Interdiction de la publicité lumineuse la nuit : « Un nouveau texte, mais qui ne change rien »

Si le ministère de la Transition écologique a promis pour septembre un décret destiné à rendre obligatoire l'extinction de la publicité lumineuse de 1 heure à 6 heure du matin, ce nouveau texte ne satisfait pas l'Association nationale pour la protection du ciel et de l'environnement nocturnes (ANPCEN) qui regrette son manque d'ambition. D'autant que le décret est en de nombreux points similaire à un précédent pris en... 2012 et peu appliqué.
Coline Vazquez
Grâce à un nouveau décret, le ministère de la Transition écologique entend « harmoniser les règles d'extinction des publicités lumineuses, que la commune soit couverte ou non par un règlement local de publicité ».
Grâce à un nouveau décret, le ministère de la Transition écologique entend « harmoniser les règles d'extinction des publicités lumineuses, que la commune soit couverte ou non par un règlement local de publicité ». (Crédits : Reuters)

Alors que le pays pourrait manquer d'énergie l'hiver prochain, toute économie est bonne à prendre. En particulier la nuit. Le 24 juillet la ministre de la Transition énergétique, Agnès Pannier-Runacher, avait annoncé dans le Journal du Dimanche deux décrets, l'un concernant l'interdiction de maintenir les portes ouvertes dans les commerces lorsqu'ils diffusent de la climatisation ou du chauffage, et l'autre contre la publicité lumineuse.

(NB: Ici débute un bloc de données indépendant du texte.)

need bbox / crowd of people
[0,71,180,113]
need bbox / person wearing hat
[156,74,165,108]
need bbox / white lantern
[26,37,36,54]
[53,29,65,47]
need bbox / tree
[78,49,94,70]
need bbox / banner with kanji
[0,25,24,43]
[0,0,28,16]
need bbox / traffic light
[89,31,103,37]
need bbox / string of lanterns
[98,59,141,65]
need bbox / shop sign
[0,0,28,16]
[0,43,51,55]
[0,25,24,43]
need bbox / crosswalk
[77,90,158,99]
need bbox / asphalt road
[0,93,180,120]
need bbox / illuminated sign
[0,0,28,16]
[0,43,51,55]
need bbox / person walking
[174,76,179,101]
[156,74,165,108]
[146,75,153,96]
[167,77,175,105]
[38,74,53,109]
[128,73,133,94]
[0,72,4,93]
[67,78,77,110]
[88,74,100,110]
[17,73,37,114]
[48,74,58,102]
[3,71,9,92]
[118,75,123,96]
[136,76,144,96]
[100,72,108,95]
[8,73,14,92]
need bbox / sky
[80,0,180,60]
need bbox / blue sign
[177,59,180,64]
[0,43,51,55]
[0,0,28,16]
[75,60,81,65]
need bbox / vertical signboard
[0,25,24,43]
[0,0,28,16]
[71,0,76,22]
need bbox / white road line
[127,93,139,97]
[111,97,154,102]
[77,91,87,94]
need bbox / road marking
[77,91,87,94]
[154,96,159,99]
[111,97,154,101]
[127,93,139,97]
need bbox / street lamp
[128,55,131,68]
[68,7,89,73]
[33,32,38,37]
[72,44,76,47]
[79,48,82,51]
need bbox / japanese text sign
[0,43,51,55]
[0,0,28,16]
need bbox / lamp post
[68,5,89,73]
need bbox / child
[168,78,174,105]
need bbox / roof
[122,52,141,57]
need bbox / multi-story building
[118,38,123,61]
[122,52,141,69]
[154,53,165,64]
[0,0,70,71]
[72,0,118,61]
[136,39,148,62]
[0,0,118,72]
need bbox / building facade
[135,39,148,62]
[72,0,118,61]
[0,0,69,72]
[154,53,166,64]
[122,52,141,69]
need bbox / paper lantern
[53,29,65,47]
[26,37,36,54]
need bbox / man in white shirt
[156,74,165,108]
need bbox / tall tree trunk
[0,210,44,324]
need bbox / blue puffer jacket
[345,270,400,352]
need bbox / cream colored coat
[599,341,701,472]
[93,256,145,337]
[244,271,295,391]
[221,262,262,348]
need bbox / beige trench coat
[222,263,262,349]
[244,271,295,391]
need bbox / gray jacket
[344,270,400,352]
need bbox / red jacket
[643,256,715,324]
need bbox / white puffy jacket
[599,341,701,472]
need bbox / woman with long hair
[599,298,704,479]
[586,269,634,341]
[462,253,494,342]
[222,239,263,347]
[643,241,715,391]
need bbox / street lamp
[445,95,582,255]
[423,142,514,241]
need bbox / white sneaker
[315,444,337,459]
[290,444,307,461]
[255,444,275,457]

Celui-ci entend « généraliser l'interdiction des publicités lumineuses quelle que soit la taille de la ville entre 1h et 6h du matin, sauf rares exceptions comme les gares et les aéroports », avait assuré la ministre le mois dernier. Il « vise à harmoniser les règles d'extinction des publicités lumineuses, que la commune soit couverte ou non par un règlement local de publicité », a complété le ministère, indiquant que « les contours seront précisés » lors de la publication du décret. Elle devait avoir lieu "dans les prochains jours" après les propos de la ministre en juillet, mais le ministère a finalement annoncé, lundi, que les deux textes seraient prêts d'ici « la fin de l'été », soit d'ici le 21 septembre.

"Aucune évolution"

Ce décret a toutefois des airs de déjà vu. Car l'obligation est déjà en vigueur depuis... 2012. Un décret de l'époque stipule que « les publicités lumineuses devront être éteintes la nuit, entre une heure et six heures du matin, sauf pour les aéroports et les unités urbaines de plus de 800.000 habitants, pour lesquelles les maires édicteront les règles applicables. Les enseignes lumineuses suivront les mêmes règles ». Or, il est peu appliqué, dénonce l'Association nationale pour la protection du ciel et de l'environnement nocturnes (ANPCEN) qui milite depuis vingt ans contre la pollution lumineuse. « Il faut qu'il y ait des contrôles et des sanctions » pour les enseignes et publicités lumineuses qui ne respectent toujours pas le décret depuis dix ans, plaide Anne-Marie Ducroux, porte-parole de l'association. Au-delà, l'ANPCEN s'étonne que, depuis le premier texte en 2012, « aucun chiffre sur les économies d'énergie réalisées grâce à cette mesure n'ait été communiqué, qu'aucun suivi n'ait été réalisé ». Seuls changements néanmoins dans le texte à venir : toutes les villes, quelle que soit leur taille, seront concernées et les contrevenants s'exposeront à une amende de 5e classe pouvant aller jusqu'à 1.500 euros par publicité ou par enseigne non-éteinte, selon le ministère de la Transition énergétique, contre 750 euros actuellement.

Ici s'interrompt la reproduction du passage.